Context
We have a Java application with embedded Elasticsearch 6.0.0. We make use of ES Bulk Request Processor to get tons of documents loaded into our (single) index.
The Problem
So far so good, except in cases where we have to load a massive database like https://www.medline.com/. Then, sometimes our load process hangs after a day or two of document loading, and we don't get any feedback out of it.
When checking the thread dumps of the process, we can notice that it's always at this point of the flow (it's like Semaphore never gets released, so the process hangs):
"main" #1 prio=5 os_prio=0 tid=0x00007f50d400d800 nid=0x67e waiting on condition [0x00007f50db9e5000]
java.lang.Thread.State: WAITING (parking)
at sun.misc.Unsafe.park(Native Method)
- parking to wait for <0x0000000739c2e2f0> (a java.util.concurrent.Semaphore$NonfairSync)
at java.util.concurrent.locks.LockSupport.park(LockSupport.java:175)
at java.util.concurrent.locks.AbstractQueuedSynchronizer.parkAndCheckInterrupt(AbstractQueuedSynchronizer.java:836)
at java.util.concurrent.locks.AbstractQueuedSynchronizer.doAcquireSharedInterruptibly(AbstractQueuedSynchronizer.java:997)
at java.util.concurrent.locks.AbstractQueuedSynchronizer.acquireSharedInterruptibly(AbstractQueuedSynchronizer.java:1304)
at java.util.concurrent.Semaphore.acquire(Semaphore.java:312)
at org.elasticsearch.action.bulk.BulkRequestHandler.execute(BulkRequestHandler.java:63)
at org.elasticsearch.action.bulk.BulkProcessor.execute(BulkProcessor.java:323)
at org.elasticsearch.action.bulk.BulkProcessor.executeIfNeeded(BulkProcessor.java:314)
at org.elasticsearch.action.bulk.BulkProcessor.internalAdd(BulkProcessor.java:271)
- locked <0x00000007335849b0> (a org.elasticsearch.action.bulk.BulkProcessor)
at org.elasticsearch.action.bulk.BulkProcessor.add(BulkProcessor.java:254)
at org.elasticsearch.action.bulk.BulkProcessor.add(BulkProcessor.java:250)
at org.elasticsearch.action.bulk.BulkProcessor.add(BulkProcessor.java:236)
at com.myapp.base.loader.BulkDocumentLoader.sendDocumentToElasticSearch(BulkDocumentLoader.java:26)
at com.myapp.base.loader.ESLoader.bulkLoad(ESLoader.java:416)
at com.myapp.base.run.CommandRunner.load(CommandRunner.java:292)
at com.myapp.base.run.MainLoader.main(MainLoader.java:97)
Locked ownable synchronizers:
- None
Environment:
- Embedded ES 6.0 (I know we have to move forward, but it's not possible for right now)
- Java application running either on Debian or Docker (java 8u232).
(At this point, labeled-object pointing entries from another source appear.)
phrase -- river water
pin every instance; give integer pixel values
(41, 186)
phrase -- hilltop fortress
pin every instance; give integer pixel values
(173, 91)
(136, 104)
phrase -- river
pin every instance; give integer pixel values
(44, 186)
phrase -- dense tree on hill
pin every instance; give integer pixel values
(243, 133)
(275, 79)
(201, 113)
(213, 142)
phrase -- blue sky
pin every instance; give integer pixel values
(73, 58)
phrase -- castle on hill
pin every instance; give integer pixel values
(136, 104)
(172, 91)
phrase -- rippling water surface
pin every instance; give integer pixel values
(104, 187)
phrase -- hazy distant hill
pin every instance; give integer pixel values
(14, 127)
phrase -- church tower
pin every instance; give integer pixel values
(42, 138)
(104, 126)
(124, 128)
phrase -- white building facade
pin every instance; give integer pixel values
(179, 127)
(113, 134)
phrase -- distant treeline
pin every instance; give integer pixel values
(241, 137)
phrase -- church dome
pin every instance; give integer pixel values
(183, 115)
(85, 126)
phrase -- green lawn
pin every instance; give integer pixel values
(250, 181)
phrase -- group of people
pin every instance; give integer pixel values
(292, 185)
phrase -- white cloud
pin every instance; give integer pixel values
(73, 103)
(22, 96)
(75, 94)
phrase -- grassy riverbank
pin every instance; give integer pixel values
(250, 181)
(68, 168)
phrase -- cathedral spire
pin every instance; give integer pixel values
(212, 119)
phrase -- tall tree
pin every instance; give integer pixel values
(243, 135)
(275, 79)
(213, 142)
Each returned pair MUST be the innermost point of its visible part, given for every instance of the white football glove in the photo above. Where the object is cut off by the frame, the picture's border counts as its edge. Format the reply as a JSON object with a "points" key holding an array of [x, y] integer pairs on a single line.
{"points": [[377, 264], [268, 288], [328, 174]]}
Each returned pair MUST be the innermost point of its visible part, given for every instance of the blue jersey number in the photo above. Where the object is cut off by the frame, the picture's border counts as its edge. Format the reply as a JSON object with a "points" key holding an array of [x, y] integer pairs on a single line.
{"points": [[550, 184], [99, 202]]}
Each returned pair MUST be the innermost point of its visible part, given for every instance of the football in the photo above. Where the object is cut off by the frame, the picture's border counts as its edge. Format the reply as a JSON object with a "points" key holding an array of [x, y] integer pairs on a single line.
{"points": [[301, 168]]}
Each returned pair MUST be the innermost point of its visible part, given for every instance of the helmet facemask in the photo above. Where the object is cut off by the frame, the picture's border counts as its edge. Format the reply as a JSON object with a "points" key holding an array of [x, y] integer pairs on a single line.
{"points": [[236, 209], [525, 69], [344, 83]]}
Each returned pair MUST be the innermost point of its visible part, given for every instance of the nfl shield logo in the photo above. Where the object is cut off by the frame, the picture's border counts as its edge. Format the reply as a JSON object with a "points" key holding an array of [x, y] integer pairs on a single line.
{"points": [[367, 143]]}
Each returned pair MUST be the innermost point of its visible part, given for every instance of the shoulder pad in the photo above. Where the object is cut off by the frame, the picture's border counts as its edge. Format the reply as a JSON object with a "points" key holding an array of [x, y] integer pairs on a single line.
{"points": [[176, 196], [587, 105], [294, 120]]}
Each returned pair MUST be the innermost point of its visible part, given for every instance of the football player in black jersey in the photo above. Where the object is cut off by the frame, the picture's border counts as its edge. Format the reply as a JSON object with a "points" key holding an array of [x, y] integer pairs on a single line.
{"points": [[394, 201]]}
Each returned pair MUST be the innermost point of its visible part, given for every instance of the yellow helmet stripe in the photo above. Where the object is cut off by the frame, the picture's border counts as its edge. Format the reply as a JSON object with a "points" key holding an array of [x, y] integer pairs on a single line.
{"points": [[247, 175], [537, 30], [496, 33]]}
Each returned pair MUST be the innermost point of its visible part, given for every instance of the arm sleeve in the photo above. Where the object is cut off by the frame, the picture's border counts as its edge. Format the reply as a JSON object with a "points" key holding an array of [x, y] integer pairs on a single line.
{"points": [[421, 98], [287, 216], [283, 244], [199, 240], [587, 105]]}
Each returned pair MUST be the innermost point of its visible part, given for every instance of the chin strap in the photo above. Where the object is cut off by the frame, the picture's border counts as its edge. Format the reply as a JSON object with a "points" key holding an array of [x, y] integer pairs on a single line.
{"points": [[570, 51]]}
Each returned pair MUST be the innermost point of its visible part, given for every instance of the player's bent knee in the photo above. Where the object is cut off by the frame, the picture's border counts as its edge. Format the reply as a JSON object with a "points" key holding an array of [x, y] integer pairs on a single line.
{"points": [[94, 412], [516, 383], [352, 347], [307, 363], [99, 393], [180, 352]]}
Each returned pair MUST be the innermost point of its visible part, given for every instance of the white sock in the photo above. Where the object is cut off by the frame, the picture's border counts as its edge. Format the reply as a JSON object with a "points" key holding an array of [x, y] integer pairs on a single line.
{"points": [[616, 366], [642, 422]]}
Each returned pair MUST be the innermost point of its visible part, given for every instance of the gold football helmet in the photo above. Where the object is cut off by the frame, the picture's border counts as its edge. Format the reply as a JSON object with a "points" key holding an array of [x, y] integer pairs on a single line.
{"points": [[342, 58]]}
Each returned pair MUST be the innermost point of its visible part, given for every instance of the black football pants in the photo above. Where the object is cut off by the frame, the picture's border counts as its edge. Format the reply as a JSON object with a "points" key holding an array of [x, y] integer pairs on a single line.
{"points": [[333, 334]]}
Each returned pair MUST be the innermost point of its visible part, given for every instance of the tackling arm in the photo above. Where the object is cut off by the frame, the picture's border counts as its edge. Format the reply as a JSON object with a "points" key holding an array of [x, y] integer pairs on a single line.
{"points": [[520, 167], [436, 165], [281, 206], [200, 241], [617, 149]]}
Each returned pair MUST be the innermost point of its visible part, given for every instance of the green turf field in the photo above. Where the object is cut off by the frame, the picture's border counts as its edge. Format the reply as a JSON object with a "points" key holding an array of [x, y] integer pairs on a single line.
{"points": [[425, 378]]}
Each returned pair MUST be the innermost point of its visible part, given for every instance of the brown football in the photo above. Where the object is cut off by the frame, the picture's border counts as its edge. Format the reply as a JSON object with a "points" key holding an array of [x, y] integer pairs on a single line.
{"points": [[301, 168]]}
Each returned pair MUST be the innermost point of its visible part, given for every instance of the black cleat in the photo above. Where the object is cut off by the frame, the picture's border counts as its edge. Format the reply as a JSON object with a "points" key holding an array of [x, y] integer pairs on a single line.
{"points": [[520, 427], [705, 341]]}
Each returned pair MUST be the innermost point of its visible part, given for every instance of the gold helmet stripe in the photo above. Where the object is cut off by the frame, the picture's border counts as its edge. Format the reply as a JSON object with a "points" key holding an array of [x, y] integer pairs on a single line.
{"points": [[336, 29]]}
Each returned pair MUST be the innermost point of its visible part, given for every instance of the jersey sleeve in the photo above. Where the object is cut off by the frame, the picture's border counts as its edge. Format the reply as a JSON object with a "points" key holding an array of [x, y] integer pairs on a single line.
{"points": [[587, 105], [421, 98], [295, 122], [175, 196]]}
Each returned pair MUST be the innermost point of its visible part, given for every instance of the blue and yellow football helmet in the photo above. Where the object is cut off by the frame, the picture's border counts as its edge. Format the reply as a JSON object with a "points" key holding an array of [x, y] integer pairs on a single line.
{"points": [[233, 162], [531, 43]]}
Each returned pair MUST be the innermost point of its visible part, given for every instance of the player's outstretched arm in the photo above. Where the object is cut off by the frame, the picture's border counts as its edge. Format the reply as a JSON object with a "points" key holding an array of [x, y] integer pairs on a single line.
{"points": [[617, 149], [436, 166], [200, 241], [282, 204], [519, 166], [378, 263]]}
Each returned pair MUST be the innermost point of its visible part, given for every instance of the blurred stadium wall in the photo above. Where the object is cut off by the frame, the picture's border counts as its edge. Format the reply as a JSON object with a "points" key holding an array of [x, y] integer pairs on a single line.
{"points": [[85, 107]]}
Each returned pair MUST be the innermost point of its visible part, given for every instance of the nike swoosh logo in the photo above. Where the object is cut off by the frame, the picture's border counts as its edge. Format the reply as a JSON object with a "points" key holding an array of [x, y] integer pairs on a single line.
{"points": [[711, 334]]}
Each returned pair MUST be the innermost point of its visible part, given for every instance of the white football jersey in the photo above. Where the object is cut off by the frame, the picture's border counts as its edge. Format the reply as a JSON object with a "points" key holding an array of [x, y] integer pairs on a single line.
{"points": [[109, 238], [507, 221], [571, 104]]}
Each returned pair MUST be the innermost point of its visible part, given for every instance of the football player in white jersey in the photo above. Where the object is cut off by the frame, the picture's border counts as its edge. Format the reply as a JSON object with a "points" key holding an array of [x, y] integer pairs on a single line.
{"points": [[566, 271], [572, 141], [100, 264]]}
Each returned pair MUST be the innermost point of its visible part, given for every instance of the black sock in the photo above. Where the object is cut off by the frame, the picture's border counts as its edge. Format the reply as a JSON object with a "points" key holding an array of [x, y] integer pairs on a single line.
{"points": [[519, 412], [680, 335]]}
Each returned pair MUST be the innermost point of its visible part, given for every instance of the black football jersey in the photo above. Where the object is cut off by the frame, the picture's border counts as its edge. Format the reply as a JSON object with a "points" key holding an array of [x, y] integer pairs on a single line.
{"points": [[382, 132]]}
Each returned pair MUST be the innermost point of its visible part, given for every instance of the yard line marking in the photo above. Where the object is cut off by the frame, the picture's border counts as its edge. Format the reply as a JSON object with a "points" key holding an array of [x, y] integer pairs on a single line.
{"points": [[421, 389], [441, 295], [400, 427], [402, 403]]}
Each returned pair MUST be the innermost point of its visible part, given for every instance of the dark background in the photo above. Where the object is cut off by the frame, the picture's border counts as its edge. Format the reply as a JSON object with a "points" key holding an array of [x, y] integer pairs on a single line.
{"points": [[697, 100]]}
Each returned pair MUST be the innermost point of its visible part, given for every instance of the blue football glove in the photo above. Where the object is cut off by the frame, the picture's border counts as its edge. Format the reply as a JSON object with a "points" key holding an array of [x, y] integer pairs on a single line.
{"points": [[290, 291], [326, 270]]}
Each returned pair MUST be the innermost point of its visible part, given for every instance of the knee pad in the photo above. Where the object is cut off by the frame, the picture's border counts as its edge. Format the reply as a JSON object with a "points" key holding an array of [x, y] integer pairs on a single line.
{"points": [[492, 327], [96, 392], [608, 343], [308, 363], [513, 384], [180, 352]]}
Each loader process is a child thread run individually (two loader process are never run at the same time) with:
/usr/local/openjdk-8/bin/java -Xmx3g -Xms3g -Djava.awt.headless=true -XX:+UseParNewGC -XX:+UseConcMarkSweepGC -XX:CMSInitiatingOccupancyFraction=75 /opt/lib/*:. -jar /opt/MyApp.jar
Cluster:
{
"cluster_name" : "mycluster_ds",
"status" : "green",
"timed_out" : false,
"number_of_nodes" : 1,
"number_of_data_nodes" : 1,
"active_primary_shards" : 3,
"active_shards" : 3,
"relocating_shards" : 0,
"initializing_shards" : 0,
"unassigned_shards" : 0,
"delayed_unassigned_shards" : 0,
"number_of_pending_tasks" : 0,
"number_of_in_flight_fetch" : 0,
"task_max_waiting_in_queue_millis" : 0,
"active_shards_percent_as_number" : 100.0
}
Bulk Processor setup:
Bulk Size = 20mb
Bulk Actions = -1
Bulk Concurrent Threads = (all the available CPUs number. Tested on servers both with 8 or 20)
Flush Interval = -1
Backoff Policy with 100ms and 3 max number of retries
So I'd like to know if anyone has ever experienced something like that or has any ideas of what I can be missing. Thanks!